The purity of amorphous graphite is low, and the crystal plane spacing of graphite is 0.336 nm, which is mainly hexahedral graphite crystal plane ordered structure, that is, the graphite layer is arranged in the order of ABAB… And the orientation of a single microcrystalline presents various anisotropy, but after processing, microcrystalline particles interact with each other to form massive or granular particles with isotropic properties.

The results show that the crystallinity of flake graphite is high, the lamellar structure is unitary and has obvious anisotropy. This kind of structure determines that the volume of graphite changes greatly in the process of lithium intercalation and deintercalation, which leads to the structural damage of the graphite layer, resulting in largely irreversible capacity loss and severe deterioration of cycle performance.

As the negative graphite of lithium-ion battery, flake graphite has the disadvantage of large irreversible capacity for the first time, and its cycle performance and high current charge-discharge performance are poor. Therefore, in use, it often focuses on the modification of natural graphite to improve its structure and improve battery performance.

According to the different processing technology, artificial graphite is mainly divided into MCMB, soft carbon, and hard carbon.
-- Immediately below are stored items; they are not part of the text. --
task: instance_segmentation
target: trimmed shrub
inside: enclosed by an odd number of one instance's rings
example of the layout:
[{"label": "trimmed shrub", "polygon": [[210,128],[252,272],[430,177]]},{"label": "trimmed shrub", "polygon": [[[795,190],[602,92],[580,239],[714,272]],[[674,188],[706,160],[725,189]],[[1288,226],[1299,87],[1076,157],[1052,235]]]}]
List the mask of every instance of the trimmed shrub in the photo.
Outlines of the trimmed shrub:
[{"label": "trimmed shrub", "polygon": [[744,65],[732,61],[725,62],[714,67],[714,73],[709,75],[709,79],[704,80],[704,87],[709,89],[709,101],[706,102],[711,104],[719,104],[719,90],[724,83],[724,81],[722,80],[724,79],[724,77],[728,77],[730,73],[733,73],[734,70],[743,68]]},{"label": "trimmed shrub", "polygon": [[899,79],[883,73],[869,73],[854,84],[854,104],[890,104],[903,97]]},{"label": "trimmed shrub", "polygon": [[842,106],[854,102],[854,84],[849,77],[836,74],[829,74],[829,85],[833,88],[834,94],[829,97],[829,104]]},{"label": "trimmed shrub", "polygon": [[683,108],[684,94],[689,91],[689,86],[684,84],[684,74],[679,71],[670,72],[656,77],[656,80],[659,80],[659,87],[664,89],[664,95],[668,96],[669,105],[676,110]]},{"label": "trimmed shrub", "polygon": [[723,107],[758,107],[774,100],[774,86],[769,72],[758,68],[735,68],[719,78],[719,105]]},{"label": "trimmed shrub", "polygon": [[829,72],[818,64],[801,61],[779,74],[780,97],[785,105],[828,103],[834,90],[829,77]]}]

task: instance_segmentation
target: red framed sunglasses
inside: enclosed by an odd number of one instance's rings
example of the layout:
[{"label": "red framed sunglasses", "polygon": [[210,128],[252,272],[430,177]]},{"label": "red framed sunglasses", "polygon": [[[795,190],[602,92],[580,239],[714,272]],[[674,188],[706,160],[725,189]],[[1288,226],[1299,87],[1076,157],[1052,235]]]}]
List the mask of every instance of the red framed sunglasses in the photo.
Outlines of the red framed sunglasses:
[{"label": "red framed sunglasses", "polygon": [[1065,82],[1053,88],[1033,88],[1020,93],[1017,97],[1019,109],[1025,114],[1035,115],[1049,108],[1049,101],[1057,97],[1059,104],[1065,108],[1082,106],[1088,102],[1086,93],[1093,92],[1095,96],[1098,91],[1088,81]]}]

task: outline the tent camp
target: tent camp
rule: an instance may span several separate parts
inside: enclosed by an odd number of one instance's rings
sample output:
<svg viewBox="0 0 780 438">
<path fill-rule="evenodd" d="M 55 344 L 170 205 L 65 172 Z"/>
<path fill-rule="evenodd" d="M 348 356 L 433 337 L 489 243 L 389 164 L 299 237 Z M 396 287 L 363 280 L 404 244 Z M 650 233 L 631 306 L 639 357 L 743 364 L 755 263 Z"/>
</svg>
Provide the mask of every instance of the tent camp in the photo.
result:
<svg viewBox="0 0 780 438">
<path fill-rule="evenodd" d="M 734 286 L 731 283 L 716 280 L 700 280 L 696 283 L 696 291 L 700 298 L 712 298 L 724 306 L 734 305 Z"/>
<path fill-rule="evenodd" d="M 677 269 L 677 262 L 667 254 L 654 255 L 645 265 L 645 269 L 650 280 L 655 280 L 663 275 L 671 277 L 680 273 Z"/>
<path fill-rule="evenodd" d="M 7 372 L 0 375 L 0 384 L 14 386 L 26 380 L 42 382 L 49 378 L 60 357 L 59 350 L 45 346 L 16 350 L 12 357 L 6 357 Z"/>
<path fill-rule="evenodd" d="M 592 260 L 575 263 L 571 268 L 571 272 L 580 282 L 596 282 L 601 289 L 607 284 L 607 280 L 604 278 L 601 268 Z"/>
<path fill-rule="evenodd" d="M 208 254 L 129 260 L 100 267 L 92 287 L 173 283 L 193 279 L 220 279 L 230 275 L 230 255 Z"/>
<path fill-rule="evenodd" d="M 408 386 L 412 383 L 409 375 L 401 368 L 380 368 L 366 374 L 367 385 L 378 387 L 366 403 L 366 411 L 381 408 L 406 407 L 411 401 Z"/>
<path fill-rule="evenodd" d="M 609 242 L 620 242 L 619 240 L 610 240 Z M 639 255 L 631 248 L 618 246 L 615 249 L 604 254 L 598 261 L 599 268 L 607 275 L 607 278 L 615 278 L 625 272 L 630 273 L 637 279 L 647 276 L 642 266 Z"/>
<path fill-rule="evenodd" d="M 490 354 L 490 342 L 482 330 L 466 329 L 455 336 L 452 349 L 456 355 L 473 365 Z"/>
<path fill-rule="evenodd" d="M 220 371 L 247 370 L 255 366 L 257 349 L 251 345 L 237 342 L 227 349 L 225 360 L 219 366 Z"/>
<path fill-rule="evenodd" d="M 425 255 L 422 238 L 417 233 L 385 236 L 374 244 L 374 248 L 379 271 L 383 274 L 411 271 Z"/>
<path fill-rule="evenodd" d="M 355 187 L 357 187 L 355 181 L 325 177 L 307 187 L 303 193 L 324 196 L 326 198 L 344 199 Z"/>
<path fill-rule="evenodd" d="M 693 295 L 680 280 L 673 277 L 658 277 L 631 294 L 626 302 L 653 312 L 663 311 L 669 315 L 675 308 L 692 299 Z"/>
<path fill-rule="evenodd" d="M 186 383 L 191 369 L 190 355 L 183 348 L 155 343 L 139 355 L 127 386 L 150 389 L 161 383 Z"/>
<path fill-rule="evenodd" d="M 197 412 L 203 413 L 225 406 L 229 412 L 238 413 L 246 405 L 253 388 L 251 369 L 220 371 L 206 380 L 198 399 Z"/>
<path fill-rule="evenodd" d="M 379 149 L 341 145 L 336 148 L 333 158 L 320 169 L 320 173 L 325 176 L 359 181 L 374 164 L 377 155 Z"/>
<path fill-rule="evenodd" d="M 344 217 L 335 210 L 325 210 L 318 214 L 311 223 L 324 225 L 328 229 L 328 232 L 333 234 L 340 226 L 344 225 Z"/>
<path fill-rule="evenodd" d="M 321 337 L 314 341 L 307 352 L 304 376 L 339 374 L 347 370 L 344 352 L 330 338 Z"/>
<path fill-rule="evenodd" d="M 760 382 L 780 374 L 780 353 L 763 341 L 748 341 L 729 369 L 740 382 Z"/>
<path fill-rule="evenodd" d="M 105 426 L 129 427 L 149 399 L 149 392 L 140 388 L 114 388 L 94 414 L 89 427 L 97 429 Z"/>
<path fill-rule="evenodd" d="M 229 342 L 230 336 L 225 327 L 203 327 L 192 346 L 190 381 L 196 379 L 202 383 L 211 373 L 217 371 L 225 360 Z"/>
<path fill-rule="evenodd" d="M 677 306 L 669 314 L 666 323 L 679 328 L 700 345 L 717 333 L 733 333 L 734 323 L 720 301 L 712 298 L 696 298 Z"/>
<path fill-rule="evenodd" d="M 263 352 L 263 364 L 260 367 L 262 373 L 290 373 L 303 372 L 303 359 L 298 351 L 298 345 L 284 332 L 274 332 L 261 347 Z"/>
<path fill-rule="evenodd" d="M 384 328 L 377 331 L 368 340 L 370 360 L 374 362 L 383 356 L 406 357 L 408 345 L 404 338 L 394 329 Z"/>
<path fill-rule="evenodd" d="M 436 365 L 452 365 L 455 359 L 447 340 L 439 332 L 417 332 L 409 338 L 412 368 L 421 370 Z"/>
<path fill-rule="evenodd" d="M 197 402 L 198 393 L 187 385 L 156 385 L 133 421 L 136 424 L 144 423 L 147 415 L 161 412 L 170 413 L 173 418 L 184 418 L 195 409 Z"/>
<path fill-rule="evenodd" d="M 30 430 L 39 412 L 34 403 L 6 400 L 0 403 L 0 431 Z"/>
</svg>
The artificial graphite anode material is made of needle coke, petroleum coke, pitch coke, and other raw materials calcined at a certain temperature, then crushed, graded, and graphitized at high temperatures. Its high crystallinity is formed by graphitization at high temperatures.

With the outbreak of the global power battery market, the comprehensive requirements of material cost, processing performance, energy density, cycle life, fast charging rate, and other factors have been improved, and artificial graphite has gradually become the first choice of lithium battery anode materials.

In recent years, thanks to the growth of power battery output brought by the demand for new energy vehicles, the global demand for artificial graphite has increased year by year. In 2018, the global demand for artificial graphite will reach 127000 tons, with a year-on-year growth of 39.6%. It is expected that the market demand will reach 425000 tons by 2025.

In 2018, China’s demand for synthetic graphite reached 86000 tons, a year-on-year increase of 32.3%, and its shipment reached 133000 tons, a year-on-year increase of 33%.

With the continuous expansion of the power battery market, man-made graphite has become the most important anode material in China. It is estimated that the demand for man-made graphite in China will reach 265000 tons in 2025.